Re: Hash index todo list item - Mailing list pgsql-hackers

From Brian Hurt
Subject Re: Hash index todo list item
Date
Msg-id 46E161F9.8070705@janestcapital.com
Whole thread Raw
In response to Re: Hash index todo list item  (Kenneth Marshall <ktm@rice.edu>)
Responses Re: Hash index todo list item
Re: Hash index todo list item
List pgsql-hackers
Kenneth Marshall wrote:

>I understand that a hash value is a many-to-one mapping. That is the
>point of the flag in the index. The flag means that there is only one
>item in the heap corresponding to that hash value. In this case we
>know that the value in the heap is the correct one and a possibly
>very expensive string comparison can be skipped. Given that the hash
>function is doing its job, almost every string comparison can be skipped.
>How long would it take to compare 1-32K of data?

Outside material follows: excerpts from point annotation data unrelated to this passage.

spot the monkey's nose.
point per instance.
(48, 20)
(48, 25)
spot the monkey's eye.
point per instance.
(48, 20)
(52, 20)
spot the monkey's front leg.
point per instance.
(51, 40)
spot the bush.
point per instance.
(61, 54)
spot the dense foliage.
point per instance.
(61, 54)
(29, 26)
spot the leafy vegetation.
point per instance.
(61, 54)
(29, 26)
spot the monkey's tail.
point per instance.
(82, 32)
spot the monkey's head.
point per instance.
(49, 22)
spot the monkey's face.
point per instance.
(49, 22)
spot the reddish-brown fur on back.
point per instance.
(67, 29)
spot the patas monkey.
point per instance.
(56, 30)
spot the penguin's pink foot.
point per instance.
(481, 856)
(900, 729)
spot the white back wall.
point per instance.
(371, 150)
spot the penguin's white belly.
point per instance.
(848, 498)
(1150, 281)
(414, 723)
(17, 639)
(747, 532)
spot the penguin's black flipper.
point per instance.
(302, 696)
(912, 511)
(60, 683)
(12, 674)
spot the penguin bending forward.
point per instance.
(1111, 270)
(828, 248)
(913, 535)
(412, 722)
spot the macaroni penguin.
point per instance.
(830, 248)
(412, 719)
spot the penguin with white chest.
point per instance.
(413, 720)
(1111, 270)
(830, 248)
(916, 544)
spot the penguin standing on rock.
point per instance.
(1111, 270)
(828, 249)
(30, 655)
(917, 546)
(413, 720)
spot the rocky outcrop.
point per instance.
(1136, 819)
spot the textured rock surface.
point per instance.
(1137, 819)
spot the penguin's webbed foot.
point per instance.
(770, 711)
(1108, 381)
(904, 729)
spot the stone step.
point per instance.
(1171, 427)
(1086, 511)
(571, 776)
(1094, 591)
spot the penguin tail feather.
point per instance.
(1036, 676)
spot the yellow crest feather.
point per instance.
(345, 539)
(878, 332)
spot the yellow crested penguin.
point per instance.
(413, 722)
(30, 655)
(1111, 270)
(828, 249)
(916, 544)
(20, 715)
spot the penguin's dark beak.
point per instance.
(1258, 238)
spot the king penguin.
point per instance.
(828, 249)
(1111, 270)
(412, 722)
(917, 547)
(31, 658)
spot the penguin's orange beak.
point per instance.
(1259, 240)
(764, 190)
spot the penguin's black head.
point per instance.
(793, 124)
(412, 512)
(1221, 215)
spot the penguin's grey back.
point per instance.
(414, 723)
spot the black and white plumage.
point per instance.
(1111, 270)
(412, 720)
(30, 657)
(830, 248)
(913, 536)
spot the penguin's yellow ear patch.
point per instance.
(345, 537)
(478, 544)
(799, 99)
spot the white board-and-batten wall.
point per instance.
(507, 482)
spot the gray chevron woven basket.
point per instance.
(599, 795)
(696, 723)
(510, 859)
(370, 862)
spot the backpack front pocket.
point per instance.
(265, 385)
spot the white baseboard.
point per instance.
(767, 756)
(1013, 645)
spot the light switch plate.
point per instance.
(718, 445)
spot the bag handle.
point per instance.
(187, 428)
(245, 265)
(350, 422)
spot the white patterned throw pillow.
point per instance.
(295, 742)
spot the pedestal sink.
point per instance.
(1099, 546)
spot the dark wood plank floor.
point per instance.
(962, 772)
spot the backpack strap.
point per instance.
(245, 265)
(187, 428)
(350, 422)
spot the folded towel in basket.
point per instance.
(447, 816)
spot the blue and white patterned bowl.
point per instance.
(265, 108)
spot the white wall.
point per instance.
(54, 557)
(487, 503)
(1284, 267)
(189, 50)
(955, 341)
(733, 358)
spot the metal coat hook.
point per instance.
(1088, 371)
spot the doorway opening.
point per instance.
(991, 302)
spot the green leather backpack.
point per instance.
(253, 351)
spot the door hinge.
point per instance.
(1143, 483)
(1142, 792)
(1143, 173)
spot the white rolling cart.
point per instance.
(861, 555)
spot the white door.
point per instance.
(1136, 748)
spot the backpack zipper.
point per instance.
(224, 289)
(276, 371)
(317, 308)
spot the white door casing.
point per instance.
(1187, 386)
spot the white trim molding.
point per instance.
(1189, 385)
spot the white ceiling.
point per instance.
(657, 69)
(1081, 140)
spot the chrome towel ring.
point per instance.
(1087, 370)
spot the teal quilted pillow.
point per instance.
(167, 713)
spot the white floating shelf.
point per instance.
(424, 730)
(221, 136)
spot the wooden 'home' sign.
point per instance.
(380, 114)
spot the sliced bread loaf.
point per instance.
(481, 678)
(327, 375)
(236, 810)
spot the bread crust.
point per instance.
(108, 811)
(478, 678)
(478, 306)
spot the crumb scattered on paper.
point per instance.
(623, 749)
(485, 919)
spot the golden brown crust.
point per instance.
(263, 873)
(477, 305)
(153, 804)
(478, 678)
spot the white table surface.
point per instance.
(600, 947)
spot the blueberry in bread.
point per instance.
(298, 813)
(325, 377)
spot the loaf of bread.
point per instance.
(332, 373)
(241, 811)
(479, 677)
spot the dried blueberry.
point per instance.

How much CPU usage?
>With this field in place, you only need to check tuple visibility.
>  
>

How likely is it that you will get a hash collision, two strings that 
are different that will hash to the same value?  To avoid this requires 
a very large hash key (128 bits, minimum)- otherwise you get into 
birthday attack problems.  With a 32-bit hash, the likelyhood is greater 
than 50% that two strings in a collection of 100,000 will hash to the 
same value.  With a 64-bit hash, the likelyhood is greater than 50% that 
two strings in a collection of 10 billion will has to same value.  10 
billion is a large number, but not an unreasonable number, of strings to 
want to put into a hash table- and it's exactly this case where the O(1) 
cost of hashtables starts being a real win.